Since then, other cyber attacks have taken place around the world, including attacks on power grids, dams and banks. These events reinforce the importance of preparing for cyber attacks.
Four UTEP students – two graduate students and two undergraduate students – had the opportunity to gain a deeper understanding of the policy challenges associated with cyber attacks through their participation in the Cyber 9/12 Student Challenge in Washington, D.C. in March 2016.
It challenged 40 teams from universities to respond to a realistic and evolving cyber attack, including analyzing the threat it posed to national, international and private sector interests.
“This year’s scenario was a threat to GPS capabilities in the U.S. and how it would affect those in the military and civilian levels,” said Damien Van Puyvelde, Ph.D., associate director for research at the National Security Studies Institute at UTEP. “They had to provide policy alternatives and brief policymakers, their staff, and CEOs of private companies.”
A top Department of Defense official also was included in the competition.
The UTEP team, named Students in Intelligence and National Security, learned a great deal from the experience.
“For the competition, time management was crucial,” said graduate student Hector J. Escobar. “Being involved in something like this on top of classes, work and other academic endeavors stresses the importance of balancing everything on your to-do list … Also, being able to hear how people within the cyber-security realm would respond to an event like the one presented for the competition was very insightful. Hearing the pros and cons of a variety of policy response alternatives allowed us to see the many facets of how people see the threat of a cyber attack.”

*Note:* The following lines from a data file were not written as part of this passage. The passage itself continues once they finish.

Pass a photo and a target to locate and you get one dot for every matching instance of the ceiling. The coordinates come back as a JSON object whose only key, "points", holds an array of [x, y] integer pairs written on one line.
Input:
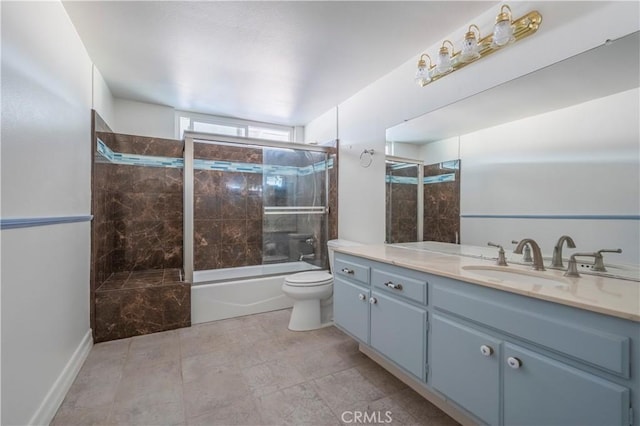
{"points": [[569, 82], [283, 62]]}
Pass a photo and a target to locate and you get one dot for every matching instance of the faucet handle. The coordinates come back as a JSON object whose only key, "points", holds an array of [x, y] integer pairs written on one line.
{"points": [[501, 259], [526, 257], [610, 251], [598, 265]]}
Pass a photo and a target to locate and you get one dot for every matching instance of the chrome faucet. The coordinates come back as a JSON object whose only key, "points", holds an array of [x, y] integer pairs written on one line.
{"points": [[526, 257], [556, 260], [598, 264], [535, 248], [501, 259], [307, 256]]}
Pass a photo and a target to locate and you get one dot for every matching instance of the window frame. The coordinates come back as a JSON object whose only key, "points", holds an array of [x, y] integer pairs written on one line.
{"points": [[245, 125]]}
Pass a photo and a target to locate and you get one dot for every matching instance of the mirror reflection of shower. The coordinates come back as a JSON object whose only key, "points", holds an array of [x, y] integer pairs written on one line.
{"points": [[404, 200], [259, 207]]}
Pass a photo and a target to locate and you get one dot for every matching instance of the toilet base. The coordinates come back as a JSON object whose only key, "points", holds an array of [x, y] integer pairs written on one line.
{"points": [[306, 316]]}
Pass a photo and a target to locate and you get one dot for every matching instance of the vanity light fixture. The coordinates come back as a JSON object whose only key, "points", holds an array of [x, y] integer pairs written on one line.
{"points": [[470, 49], [505, 31], [443, 64], [422, 74]]}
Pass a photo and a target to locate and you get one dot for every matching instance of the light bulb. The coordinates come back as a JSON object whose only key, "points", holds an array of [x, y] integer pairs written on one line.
{"points": [[422, 74], [502, 30], [443, 64], [470, 48]]}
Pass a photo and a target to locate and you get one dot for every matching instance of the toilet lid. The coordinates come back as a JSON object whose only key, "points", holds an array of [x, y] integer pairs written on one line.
{"points": [[308, 279]]}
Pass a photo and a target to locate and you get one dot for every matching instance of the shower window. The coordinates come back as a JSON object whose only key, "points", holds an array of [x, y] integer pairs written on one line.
{"points": [[231, 127]]}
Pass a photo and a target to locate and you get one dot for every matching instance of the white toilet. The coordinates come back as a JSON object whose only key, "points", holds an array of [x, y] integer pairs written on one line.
{"points": [[312, 294]]}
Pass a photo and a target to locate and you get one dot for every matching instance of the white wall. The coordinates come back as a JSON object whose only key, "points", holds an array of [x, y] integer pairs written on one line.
{"points": [[581, 160], [324, 128], [103, 101], [440, 151], [143, 119], [46, 165], [406, 150], [570, 27]]}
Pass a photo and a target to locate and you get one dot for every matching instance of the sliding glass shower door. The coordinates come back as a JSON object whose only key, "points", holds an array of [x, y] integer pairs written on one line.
{"points": [[257, 207]]}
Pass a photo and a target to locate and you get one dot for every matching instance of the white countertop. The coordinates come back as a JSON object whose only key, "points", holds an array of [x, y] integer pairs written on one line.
{"points": [[610, 296]]}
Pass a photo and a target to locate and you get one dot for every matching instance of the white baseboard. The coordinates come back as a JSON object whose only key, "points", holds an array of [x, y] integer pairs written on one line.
{"points": [[49, 406]]}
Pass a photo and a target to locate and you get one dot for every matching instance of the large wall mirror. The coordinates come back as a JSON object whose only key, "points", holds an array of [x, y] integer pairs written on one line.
{"points": [[554, 151]]}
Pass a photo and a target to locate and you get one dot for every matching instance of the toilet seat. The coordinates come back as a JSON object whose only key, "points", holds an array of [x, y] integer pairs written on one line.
{"points": [[309, 279]]}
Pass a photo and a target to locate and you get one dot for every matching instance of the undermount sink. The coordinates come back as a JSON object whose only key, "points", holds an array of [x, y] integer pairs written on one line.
{"points": [[514, 275]]}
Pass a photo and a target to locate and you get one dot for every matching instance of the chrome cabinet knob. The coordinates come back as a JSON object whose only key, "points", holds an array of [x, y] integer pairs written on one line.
{"points": [[393, 286], [514, 362], [486, 350]]}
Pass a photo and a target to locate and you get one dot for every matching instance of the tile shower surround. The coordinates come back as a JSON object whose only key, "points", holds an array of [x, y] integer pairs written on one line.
{"points": [[229, 226], [142, 302], [227, 210], [137, 229], [441, 206], [141, 208], [137, 242], [402, 204]]}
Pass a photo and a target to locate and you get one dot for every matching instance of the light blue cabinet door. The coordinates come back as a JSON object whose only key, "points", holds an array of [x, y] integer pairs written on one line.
{"points": [[399, 331], [542, 391], [465, 367], [351, 308]]}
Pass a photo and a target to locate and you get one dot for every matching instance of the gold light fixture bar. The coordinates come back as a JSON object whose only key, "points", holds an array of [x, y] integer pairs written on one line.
{"points": [[522, 27]]}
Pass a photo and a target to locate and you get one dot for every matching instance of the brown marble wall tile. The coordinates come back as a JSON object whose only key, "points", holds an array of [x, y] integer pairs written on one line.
{"points": [[142, 309], [206, 182], [441, 206], [401, 217], [237, 154], [333, 198], [137, 227]]}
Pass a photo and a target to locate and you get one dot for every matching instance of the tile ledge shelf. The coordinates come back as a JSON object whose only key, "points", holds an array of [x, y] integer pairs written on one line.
{"points": [[29, 222]]}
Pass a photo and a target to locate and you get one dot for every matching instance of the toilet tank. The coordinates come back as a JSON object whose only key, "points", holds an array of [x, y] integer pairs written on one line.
{"points": [[332, 244]]}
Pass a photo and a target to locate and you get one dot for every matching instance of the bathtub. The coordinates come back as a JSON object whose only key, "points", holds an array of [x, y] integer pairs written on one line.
{"points": [[232, 292]]}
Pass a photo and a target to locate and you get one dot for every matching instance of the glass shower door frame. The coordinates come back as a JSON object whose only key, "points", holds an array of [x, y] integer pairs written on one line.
{"points": [[190, 138]]}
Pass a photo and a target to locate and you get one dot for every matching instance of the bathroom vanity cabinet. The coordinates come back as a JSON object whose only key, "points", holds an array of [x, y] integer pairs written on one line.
{"points": [[498, 357], [369, 306]]}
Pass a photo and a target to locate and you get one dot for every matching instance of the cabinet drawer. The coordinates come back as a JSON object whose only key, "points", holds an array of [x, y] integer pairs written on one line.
{"points": [[352, 270], [399, 331], [560, 332], [351, 308], [401, 285], [565, 395], [465, 367]]}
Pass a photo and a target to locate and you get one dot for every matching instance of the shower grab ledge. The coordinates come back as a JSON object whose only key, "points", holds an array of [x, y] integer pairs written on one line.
{"points": [[29, 222]]}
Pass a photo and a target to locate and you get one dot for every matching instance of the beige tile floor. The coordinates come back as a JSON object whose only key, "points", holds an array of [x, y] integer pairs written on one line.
{"points": [[241, 371]]}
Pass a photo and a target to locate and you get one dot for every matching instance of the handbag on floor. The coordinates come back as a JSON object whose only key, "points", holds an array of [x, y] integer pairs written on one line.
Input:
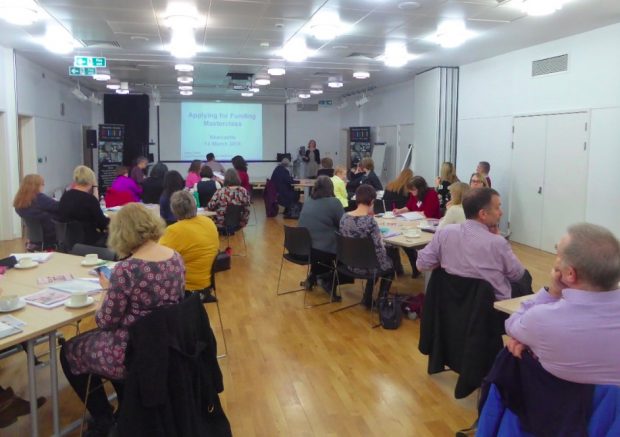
{"points": [[390, 313]]}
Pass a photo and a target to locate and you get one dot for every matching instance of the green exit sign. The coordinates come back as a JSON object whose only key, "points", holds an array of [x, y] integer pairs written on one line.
{"points": [[88, 61], [80, 71]]}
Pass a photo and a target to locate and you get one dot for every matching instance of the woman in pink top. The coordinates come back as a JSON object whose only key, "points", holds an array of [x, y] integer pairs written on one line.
{"points": [[193, 174]]}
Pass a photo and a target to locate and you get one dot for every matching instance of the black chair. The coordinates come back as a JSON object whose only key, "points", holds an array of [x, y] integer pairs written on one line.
{"points": [[34, 232], [232, 224], [84, 249], [68, 234], [297, 250], [356, 253]]}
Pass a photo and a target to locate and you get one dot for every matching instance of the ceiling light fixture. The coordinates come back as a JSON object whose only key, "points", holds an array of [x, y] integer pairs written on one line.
{"points": [[538, 8], [276, 71], [102, 75], [450, 34], [20, 13], [361, 74], [185, 68], [335, 83], [185, 79], [295, 50]]}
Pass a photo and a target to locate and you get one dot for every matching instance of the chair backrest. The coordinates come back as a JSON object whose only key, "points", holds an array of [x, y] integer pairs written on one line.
{"points": [[84, 249], [297, 240], [34, 230], [356, 252], [232, 216]]}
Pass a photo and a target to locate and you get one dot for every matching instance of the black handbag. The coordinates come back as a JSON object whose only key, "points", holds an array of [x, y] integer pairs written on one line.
{"points": [[390, 312]]}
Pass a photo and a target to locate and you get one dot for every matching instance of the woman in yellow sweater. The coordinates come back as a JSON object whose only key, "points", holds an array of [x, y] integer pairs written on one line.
{"points": [[195, 237]]}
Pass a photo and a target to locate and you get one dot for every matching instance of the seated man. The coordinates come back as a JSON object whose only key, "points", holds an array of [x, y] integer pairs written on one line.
{"points": [[196, 239], [474, 249], [572, 325]]}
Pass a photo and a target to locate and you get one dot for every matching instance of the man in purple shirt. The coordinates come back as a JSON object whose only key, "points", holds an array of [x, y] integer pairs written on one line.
{"points": [[474, 249], [573, 326]]}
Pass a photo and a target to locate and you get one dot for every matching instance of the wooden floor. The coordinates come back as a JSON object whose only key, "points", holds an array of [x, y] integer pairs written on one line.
{"points": [[292, 371]]}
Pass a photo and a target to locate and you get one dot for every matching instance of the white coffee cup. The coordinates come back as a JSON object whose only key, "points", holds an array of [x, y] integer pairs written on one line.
{"points": [[26, 262], [91, 258], [78, 298], [7, 303]]}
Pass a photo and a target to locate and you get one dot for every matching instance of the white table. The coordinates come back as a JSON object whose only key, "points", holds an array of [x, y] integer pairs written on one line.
{"points": [[43, 322]]}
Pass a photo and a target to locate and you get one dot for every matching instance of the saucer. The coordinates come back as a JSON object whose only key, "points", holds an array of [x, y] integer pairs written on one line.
{"points": [[90, 264], [89, 301], [19, 306], [22, 267]]}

Van Puyvelde said it was good for the students to see another part of the country and visit the nation’s capital.
“It gives them an opportunity to mingle with some of the best students in the nation,” Van Puyvelde said. “It’s the best competing against the best, and they can see they need to step up their game.
“They got feedback from the professionals and they learned from people who are where they will be in five years or so. This is as close as it gets to a real-life experience and helps make them more employable.”